In yet another space in this warren of rooms, they had shown her hangers on a wall scarred by scorch marks. It was exactly the sort of arrangement they used in Fabrication when a diagram needed to be hung so it could be referred to by the worker. She had one in her workroom. In each clip was still secured the corner of a sheaf of thick papers, yellow with smoke and age.
She had asked permission with her eyes, received a nod in return and then touched the sheaf. Her hand was gently drawn back only when she tried to fold back the top sheet to see what lay underneath. Her quick glance showed her a thick clear border with notes scribbled in tiny handwriting above the tear. There was also what looked like a part of a circle bisected raggedly at the place where the sheets were ripped away.
Where they sat now eating their simple meal, Marina saw many other interesting things. Something like a small office or perhaps a schoolroom meant only for a few was in the next area in a room shaped like an L. Just above her head was a long row of jacks, exactly the kind she rebuilt for mechanical, hanging askew and destroyed. The important parts of it behind the jacks were ripped and burned into a forest of bristling wires and melted conduit.
A pair of headphones, broken and covered with residue ages old, had been flung into the corner at some point and now had a small barrier, made up of plastic rods tied into a lattice, around it to protect it. Nearby, just a few arms lengths away, another barrier protected a messy pile of blackened ashes molded by water into a haphazard solid lump at tall as her knees.

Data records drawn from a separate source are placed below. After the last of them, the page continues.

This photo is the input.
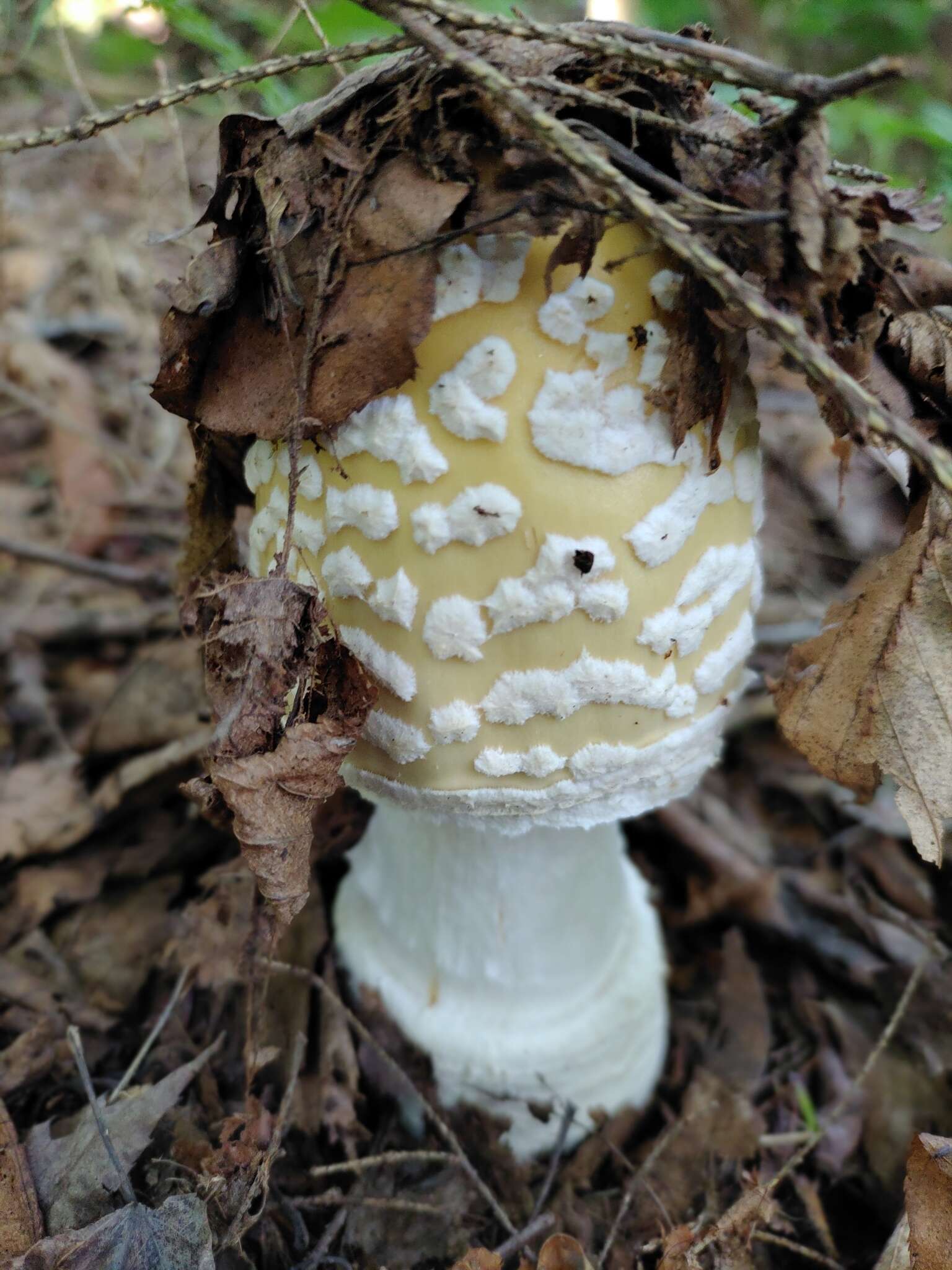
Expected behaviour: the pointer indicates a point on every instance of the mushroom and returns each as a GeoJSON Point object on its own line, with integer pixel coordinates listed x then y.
{"type": "Point", "coordinates": [557, 605]}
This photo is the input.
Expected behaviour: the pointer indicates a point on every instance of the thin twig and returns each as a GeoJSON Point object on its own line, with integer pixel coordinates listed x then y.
{"type": "Point", "coordinates": [337, 1199]}
{"type": "Point", "coordinates": [242, 1223]}
{"type": "Point", "coordinates": [808, 1254]}
{"type": "Point", "coordinates": [120, 574]}
{"type": "Point", "coordinates": [387, 1157]}
{"type": "Point", "coordinates": [90, 125]}
{"type": "Point", "coordinates": [516, 1242]}
{"type": "Point", "coordinates": [658, 50]}
{"type": "Point", "coordinates": [366, 1036]}
{"type": "Point", "coordinates": [637, 113]}
{"type": "Point", "coordinates": [75, 1043]}
{"type": "Point", "coordinates": [856, 172]}
{"type": "Point", "coordinates": [635, 1181]}
{"type": "Point", "coordinates": [558, 1152]}
{"type": "Point", "coordinates": [319, 32]}
{"type": "Point", "coordinates": [783, 328]}
{"type": "Point", "coordinates": [815, 1139]}
{"type": "Point", "coordinates": [319, 1253]}
{"type": "Point", "coordinates": [152, 1036]}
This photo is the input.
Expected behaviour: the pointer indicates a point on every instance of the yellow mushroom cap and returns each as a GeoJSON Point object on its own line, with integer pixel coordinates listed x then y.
{"type": "Point", "coordinates": [557, 605]}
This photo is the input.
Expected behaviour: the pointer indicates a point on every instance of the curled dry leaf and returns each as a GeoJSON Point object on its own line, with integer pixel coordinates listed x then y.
{"type": "Point", "coordinates": [266, 639]}
{"type": "Point", "coordinates": [919, 347]}
{"type": "Point", "coordinates": [172, 1237]}
{"type": "Point", "coordinates": [930, 1202]}
{"type": "Point", "coordinates": [873, 694]}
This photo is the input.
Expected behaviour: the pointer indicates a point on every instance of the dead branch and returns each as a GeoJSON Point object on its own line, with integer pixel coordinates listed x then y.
{"type": "Point", "coordinates": [90, 125]}
{"type": "Point", "coordinates": [622, 193]}
{"type": "Point", "coordinates": [658, 50]}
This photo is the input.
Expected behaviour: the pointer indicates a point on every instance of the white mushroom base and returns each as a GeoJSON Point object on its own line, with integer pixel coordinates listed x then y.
{"type": "Point", "coordinates": [531, 968]}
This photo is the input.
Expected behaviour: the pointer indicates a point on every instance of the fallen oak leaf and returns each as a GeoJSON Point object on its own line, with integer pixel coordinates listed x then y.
{"type": "Point", "coordinates": [873, 694]}
{"type": "Point", "coordinates": [173, 1237]}
{"type": "Point", "coordinates": [919, 349]}
{"type": "Point", "coordinates": [73, 1174]}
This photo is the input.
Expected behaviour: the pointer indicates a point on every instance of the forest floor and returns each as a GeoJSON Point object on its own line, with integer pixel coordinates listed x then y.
{"type": "Point", "coordinates": [795, 917]}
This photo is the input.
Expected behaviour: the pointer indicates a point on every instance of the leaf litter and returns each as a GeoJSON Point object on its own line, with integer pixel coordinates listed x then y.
{"type": "Point", "coordinates": [795, 913]}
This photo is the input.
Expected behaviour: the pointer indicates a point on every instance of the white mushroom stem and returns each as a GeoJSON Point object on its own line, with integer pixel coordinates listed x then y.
{"type": "Point", "coordinates": [531, 968]}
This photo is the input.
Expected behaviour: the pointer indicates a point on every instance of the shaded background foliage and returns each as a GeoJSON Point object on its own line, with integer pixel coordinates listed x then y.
{"type": "Point", "coordinates": [906, 130]}
{"type": "Point", "coordinates": [794, 916]}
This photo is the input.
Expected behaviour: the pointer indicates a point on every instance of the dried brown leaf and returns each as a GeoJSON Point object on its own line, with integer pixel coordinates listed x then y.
{"type": "Point", "coordinates": [260, 378]}
{"type": "Point", "coordinates": [563, 1253]}
{"type": "Point", "coordinates": [43, 808]}
{"type": "Point", "coordinates": [919, 347]}
{"type": "Point", "coordinates": [115, 943]}
{"type": "Point", "coordinates": [873, 694]}
{"type": "Point", "coordinates": [20, 1222]}
{"type": "Point", "coordinates": [172, 1237]}
{"type": "Point", "coordinates": [743, 1042]}
{"type": "Point", "coordinates": [73, 1174]}
{"type": "Point", "coordinates": [265, 638]}
{"type": "Point", "coordinates": [31, 1054]}
{"type": "Point", "coordinates": [211, 280]}
{"type": "Point", "coordinates": [930, 1201]}
{"type": "Point", "coordinates": [209, 935]}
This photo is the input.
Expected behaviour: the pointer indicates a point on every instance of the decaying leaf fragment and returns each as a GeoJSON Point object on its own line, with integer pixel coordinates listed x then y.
{"type": "Point", "coordinates": [74, 1178]}
{"type": "Point", "coordinates": [266, 639]}
{"type": "Point", "coordinates": [873, 694]}
{"type": "Point", "coordinates": [172, 1237]}
{"type": "Point", "coordinates": [930, 1202]}
{"type": "Point", "coordinates": [20, 1223]}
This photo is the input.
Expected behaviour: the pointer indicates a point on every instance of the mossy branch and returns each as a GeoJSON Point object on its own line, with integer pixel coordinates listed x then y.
{"type": "Point", "coordinates": [90, 125]}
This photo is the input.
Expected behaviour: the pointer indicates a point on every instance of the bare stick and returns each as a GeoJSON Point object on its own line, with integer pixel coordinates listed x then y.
{"type": "Point", "coordinates": [799, 1249]}
{"type": "Point", "coordinates": [319, 1253]}
{"type": "Point", "coordinates": [121, 574]}
{"type": "Point", "coordinates": [366, 1036]}
{"type": "Point", "coordinates": [637, 113]}
{"type": "Point", "coordinates": [659, 50]}
{"type": "Point", "coordinates": [90, 125]}
{"type": "Point", "coordinates": [635, 1181]}
{"type": "Point", "coordinates": [621, 192]}
{"type": "Point", "coordinates": [386, 1157]}
{"type": "Point", "coordinates": [75, 1042]}
{"type": "Point", "coordinates": [152, 1037]}
{"type": "Point", "coordinates": [537, 1226]}
{"type": "Point", "coordinates": [559, 1150]}
{"type": "Point", "coordinates": [337, 1199]}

Protruding from one side of the lump was a stick of wood. A round metal disk stuck firmly to the end of the stick shone dully in the light. The piece had been finely worked, its grain clearly visible even now and a curve in the wood that made her think of a chair leg. Another shape showed in the pile, a book this time, but bigger than any other she had ever seen. That huge book was a single mass of once soaked ash not salvageable according to the Historian.
Marina tore a small piece of the bread, dunked it into her stew and chewed thoughtfully, trying to draw out the meal as long as she could. She needed time to integrate what she had been told and what she had seen.